This seven volume set combines photography and prose in a travelogue of Canadian marginality. The photography here is of the Canadian landscape, the text is portraiture. Landscapes are static and solid, outlast human form and can be seen the same from year or decade or century by a child or a horse or a butterfly as the same pasture or mountain or skyline. People are far harder to pin down. Little brothers are big ones, drunken heroes are derelicts, disreputable women are sweethearts, biddies are grandmothers, lunatics are mystics. These are landscapes of neglect, abandoned, obscure, peripheral. The vantage point is from the outside always, through a fence, across a road, over a barrier. In prose, rooted by Canadian toponymy, we encounter a collection of outcasts who might inhabit these spaces. The scope is ambitious, with photographs taken over the past thirteen years in almost every province and territory. The humanist sensibility through which the geography is displayed encompasses as apparently diverse landscapes as Toronto and Vancouver and Halifax, or as rural Quebec, Saskatchewan railstops and Newfoundland outports, while revealing profound commonalities. From hitchhiking to homelessness to hockey, from lonely rooms to rowdy taverns to empty stations, from abandoned buses to subway trains to bush planes, Byroads imaginatively evokes how Canadian culture is experienced at the margins.

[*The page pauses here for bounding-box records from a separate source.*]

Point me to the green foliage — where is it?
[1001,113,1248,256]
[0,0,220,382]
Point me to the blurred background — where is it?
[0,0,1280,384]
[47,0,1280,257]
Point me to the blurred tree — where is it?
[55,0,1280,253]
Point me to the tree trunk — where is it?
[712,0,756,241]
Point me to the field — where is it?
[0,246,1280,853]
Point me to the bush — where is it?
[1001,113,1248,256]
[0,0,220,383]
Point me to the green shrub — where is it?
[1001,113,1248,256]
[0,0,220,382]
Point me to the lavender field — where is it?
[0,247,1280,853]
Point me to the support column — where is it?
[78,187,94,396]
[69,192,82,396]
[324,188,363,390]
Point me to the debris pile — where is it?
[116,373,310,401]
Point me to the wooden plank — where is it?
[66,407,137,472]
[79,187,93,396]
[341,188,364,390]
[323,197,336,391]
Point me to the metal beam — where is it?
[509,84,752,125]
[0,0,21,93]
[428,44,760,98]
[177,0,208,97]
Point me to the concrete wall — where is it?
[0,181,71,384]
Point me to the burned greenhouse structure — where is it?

Published by self published via My Publisher11.25×8.75 inches, 154 pp, full-colour digital offset, hardcover in seven volumes, 2012
Open edition
CDN $300 (or $50 per volume)
More info: http://www.sidespacegallery.com/ByroadsExhibition.html
Maxim Panitch was born in Ottawa in 1975, moved to Toronto in 1984, attended Jarvis Collegiate, City School and Harbord Collegiate. Until he got a camera, Maxim kicked around, travelled a lot, always over-land, getting lost — sometimes on purpose, wrote poetry and started serious photography at 24. Two photography exhibits in Toronto in 2000 and 2002. Bachelor of Urban and Regional Planning, Ryerson University 2006; Master of Spatial Analysis, Ryerson University 2007. Master’s thesis on the geography of homelessness. Competitor in 90 Scrabble tournaments, including four Canadian Championships, two World Championships, and team member in three Can-Am tournaments; currently ranked in top seven in Canada. When he studied cartography he considered how to produce an expressive atlas of Canada. The Byroads project had its initial viewing at Sidespace Gallery in May of 2010. The seven volume set was first launched at “Who Art Thou?” show and exhibition at Beit Zeitoun Gallery, Toronto, November 29 – December 2, 2012.